In October, Thomas Voracek, a second-year law student, was among the Health Rights Clinic students reaching out to their clients to make sure they knew about the Florida's first post-hurricane relief in the form of a five-day food stamp distribution. To save time, he pre-registered online one of his clients, a 66-year-old Haitian man.
Professor JoNel Newman and 2L Thomas Voracek
Inadequacies at Relief at Hurricane Distribution Sites
Saturday morning, October 14, Voracek picked up his client, and they arrived at the nearest distribution site around 10 a.m. Police told them the center was already closed for the day, even though online information indicated the centers were open until 6 p.m. By the end of the weekend, Voracek visited four sites and his client was no closer to receiving the much-needed benefit.
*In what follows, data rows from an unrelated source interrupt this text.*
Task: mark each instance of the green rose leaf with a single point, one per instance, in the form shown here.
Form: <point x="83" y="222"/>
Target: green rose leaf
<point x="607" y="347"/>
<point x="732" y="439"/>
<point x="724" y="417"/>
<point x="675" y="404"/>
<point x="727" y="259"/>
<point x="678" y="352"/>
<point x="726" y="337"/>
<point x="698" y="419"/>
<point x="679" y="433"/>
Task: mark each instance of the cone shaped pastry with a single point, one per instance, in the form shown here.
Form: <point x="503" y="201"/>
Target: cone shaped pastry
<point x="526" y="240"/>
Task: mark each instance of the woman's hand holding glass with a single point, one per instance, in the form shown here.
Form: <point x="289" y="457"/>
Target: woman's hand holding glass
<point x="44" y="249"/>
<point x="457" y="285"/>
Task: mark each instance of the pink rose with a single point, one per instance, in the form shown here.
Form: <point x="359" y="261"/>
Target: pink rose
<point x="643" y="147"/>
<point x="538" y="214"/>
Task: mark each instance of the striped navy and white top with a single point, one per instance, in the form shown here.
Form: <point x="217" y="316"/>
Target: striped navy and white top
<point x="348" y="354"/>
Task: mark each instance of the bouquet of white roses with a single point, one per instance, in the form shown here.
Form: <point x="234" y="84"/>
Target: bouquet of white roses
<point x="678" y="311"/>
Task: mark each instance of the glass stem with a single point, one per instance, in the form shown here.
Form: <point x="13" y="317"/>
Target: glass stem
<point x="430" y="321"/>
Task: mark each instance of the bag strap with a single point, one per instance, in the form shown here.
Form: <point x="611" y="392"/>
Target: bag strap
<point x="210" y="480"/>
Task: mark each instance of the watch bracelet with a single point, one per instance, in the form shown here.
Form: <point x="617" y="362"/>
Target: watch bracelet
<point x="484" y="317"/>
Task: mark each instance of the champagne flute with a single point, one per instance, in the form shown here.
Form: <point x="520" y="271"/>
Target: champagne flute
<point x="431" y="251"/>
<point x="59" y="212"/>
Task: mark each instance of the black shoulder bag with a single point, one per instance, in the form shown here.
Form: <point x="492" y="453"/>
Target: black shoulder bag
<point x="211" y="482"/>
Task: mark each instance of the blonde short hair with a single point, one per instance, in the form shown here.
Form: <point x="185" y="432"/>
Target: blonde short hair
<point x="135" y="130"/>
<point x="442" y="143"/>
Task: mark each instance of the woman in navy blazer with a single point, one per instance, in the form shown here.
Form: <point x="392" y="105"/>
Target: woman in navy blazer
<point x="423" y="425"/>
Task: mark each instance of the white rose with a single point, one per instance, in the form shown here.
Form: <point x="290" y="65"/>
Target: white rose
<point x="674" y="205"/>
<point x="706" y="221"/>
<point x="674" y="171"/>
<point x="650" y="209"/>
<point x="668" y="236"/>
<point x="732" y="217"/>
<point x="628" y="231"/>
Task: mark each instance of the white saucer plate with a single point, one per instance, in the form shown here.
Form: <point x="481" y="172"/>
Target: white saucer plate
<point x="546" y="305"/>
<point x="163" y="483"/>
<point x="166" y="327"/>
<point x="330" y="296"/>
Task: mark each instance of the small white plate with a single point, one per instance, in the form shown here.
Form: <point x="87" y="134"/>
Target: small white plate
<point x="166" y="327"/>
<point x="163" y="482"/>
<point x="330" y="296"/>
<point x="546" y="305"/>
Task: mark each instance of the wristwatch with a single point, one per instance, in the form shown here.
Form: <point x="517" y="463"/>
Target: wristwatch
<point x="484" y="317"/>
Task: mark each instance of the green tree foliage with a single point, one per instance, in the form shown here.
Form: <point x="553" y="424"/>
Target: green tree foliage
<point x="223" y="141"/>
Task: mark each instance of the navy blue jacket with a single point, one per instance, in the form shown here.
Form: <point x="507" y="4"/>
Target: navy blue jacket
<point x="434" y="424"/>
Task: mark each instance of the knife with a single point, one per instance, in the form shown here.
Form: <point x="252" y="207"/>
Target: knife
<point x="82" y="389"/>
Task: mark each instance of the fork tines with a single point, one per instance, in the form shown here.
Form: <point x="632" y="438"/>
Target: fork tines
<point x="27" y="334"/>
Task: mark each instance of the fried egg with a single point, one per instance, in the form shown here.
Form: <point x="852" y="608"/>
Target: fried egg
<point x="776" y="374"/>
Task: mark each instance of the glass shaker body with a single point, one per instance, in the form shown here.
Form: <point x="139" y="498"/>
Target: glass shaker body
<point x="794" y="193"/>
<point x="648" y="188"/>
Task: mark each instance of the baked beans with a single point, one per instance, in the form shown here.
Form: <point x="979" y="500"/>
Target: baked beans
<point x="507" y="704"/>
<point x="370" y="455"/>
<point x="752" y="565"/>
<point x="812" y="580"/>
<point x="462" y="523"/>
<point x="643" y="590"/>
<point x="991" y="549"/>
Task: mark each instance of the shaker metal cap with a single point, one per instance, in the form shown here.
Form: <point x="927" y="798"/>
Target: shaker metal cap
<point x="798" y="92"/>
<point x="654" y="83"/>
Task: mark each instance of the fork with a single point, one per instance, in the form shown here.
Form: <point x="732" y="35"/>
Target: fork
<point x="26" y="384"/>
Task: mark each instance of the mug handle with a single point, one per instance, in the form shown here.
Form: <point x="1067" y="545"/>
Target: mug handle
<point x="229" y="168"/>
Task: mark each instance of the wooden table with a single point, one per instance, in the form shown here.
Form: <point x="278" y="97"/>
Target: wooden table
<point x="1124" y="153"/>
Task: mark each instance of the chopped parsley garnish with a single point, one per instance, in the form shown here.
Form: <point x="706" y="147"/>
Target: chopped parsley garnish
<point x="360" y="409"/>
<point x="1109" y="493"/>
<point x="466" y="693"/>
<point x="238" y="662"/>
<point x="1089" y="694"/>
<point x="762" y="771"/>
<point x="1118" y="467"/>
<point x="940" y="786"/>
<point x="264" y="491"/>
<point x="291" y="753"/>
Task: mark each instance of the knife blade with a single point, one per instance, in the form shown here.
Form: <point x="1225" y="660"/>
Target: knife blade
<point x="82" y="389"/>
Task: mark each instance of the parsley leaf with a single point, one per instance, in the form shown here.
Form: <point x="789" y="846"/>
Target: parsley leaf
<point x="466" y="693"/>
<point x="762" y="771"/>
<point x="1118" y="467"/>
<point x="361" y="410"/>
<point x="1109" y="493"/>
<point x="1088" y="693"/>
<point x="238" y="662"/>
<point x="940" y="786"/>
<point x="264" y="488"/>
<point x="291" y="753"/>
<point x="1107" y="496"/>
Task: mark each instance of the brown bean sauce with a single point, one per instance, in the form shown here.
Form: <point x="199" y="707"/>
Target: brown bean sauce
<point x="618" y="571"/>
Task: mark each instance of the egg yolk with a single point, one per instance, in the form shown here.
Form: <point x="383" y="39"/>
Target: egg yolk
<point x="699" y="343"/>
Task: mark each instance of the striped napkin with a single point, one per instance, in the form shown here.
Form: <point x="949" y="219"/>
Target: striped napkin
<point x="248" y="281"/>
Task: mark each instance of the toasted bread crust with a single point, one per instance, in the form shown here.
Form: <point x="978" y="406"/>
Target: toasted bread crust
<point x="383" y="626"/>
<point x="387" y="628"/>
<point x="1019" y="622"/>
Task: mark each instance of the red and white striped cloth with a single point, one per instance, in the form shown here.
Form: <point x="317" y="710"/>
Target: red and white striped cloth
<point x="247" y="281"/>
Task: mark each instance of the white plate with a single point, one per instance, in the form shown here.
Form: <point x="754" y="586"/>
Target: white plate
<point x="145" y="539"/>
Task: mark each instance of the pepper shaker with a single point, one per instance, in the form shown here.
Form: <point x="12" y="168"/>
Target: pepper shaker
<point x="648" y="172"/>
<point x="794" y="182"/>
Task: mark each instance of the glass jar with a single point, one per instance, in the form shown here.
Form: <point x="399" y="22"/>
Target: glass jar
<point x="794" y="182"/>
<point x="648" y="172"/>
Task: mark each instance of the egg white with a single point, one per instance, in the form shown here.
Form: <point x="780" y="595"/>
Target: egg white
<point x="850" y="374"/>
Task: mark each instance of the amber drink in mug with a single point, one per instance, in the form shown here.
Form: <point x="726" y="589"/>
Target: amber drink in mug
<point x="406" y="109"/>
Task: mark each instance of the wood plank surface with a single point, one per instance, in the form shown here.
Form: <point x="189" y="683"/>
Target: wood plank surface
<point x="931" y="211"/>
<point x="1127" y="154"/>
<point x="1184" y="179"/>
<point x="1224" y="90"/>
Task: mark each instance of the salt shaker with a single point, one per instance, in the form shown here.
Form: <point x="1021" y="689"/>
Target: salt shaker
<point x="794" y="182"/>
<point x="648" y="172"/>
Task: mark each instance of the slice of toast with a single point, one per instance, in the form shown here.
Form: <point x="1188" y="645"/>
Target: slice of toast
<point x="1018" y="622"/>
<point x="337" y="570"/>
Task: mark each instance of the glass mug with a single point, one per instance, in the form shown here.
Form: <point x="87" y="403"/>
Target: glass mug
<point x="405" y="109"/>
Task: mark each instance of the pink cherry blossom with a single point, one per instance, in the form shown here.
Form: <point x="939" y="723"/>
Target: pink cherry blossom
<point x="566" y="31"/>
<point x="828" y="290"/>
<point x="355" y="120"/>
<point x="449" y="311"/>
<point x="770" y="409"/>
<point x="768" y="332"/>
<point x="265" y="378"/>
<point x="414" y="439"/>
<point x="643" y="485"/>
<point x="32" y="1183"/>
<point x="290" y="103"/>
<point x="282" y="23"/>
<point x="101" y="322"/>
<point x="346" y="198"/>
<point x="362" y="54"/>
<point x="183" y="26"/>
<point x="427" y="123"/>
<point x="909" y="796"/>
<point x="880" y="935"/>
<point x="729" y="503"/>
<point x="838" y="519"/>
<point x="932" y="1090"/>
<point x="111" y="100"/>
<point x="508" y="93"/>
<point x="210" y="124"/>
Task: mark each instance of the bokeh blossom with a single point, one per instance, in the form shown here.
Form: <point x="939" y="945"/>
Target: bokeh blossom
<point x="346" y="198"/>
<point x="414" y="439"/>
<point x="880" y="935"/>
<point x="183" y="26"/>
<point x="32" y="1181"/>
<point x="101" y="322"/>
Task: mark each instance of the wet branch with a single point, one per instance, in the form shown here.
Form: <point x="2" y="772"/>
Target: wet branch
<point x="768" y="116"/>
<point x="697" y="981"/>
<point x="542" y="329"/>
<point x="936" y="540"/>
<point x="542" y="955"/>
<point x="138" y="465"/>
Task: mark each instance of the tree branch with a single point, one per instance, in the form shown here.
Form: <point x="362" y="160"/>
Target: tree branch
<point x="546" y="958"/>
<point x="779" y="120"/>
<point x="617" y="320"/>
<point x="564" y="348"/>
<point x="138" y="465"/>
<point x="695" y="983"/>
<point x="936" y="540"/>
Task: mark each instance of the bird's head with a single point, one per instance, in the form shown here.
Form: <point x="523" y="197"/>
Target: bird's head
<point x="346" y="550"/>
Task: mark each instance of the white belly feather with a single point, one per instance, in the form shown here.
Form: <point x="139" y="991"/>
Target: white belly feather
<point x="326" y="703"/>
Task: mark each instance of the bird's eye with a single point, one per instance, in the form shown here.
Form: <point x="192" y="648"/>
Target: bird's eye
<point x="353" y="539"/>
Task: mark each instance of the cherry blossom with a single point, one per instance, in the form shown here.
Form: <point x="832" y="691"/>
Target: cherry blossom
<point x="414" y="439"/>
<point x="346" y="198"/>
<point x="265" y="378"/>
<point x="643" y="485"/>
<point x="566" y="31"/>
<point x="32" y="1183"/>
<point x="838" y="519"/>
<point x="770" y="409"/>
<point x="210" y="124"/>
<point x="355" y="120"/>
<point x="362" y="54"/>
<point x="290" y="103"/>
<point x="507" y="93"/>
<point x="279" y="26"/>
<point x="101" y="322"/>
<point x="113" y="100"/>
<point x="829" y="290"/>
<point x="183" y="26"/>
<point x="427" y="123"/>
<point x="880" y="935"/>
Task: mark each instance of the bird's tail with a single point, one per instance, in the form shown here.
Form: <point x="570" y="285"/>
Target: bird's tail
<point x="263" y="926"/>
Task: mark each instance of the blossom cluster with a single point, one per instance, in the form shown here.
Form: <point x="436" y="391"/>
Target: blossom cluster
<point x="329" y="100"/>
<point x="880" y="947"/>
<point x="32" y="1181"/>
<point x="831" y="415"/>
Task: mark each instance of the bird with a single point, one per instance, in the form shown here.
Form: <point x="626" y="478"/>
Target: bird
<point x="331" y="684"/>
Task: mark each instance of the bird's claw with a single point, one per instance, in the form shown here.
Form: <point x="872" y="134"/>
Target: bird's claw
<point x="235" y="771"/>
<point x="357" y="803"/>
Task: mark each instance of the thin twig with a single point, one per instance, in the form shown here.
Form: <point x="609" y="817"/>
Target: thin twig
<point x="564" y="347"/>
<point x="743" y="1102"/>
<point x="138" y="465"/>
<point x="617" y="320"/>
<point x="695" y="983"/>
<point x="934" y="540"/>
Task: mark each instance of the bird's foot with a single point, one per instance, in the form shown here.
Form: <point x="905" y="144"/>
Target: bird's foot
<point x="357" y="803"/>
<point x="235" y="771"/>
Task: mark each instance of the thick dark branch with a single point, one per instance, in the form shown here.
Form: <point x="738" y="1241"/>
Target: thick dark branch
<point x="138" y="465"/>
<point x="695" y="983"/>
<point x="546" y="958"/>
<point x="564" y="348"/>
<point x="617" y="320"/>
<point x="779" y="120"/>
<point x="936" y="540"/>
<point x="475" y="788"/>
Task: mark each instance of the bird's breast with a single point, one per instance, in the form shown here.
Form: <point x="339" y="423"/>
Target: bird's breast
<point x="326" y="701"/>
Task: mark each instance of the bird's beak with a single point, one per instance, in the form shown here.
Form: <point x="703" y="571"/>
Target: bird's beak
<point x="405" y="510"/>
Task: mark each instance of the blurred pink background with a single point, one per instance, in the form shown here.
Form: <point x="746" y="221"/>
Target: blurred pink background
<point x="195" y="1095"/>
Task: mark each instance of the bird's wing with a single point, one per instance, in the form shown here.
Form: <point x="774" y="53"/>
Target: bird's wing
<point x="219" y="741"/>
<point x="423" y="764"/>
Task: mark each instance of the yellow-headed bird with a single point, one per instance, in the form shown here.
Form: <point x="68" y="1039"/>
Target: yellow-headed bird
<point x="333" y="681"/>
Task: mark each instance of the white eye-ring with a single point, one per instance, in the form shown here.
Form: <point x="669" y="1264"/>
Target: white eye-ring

Garnering Support from Like-Minded Groups
Clinic Director JoNel Newman was so enraged by Voracek's experience, and others like it, that she reached out to other advocacy groups to demand that DCF reopen the distribution centers to allow impoverished Floridians access to the benefit.
"The rollout of DSNAP in Miami-Dade County was wholly inadequate on every level," Newman wrote in a letter to DCF. "DCF failed to adequately staff and provide sufficient application sites to accommodate the reasonably anticipated number of applicants."
Conditions Untenable for Disabled
Lines with tens of thousands of needy residents waited in lines for long hours in the hot sun and rain. “I wasn’t confident to send my client out there, and honestly he didn’t want to go out there. He thought it was a lost cause,” said Voracek.
In a letter, signed by the clinic and ten advocacy groups including Florida Legal Services, the Community Justice Project, the Miami Workers Center, New Florida Majority, Catalyst Miami, and Florida Voices for Health, Newman demanded that the DCF immediately announce and implement a plan to reopen and add more registration sites for a more extended period.
2nd Try for Improved Distribution at Hark Rock Stadium
A second three-day sign up at Hard Rock Stadium in Miami still did not address access for the disabled and violated the Americans with Disabilities Act, so lawyers from Health Rights Clinic, Florida Legal Services and Community Justice Project filed a class action lawsuit in federal court against the U.S. Department of Agriculture, who funds the disaster relief, and the Florida Department of Children and Families, who is charged with distributing the aid.
“We want people to be treated humanely and with dignity,” Newman said. “I called and the only accommodation they are offering for people with disabilities is for them to send a representative. Not everyone can send someone.
Shortfalls for Disabled Persisted
“We had people out there who walked half a mile or more from the parking lot just to get into the line,” said Newman. “That's not possible for our clients.”
Federal Judge Ursula Ungaro held an emergency hearing on the case November 7 and 20. As a result, the USDA has agreed to allow the DCF to conduct telephone interviews of all pre-registered D-SNAP applicants who are over 60 or have a disability.
“This is an enormous step forward in making D-SNAP accessible to thousands of disabled Floridians in need,” Newman said. “Our case is the first time ever that the USDA has agreed to permit disabled individuals to complete the process by telephone.”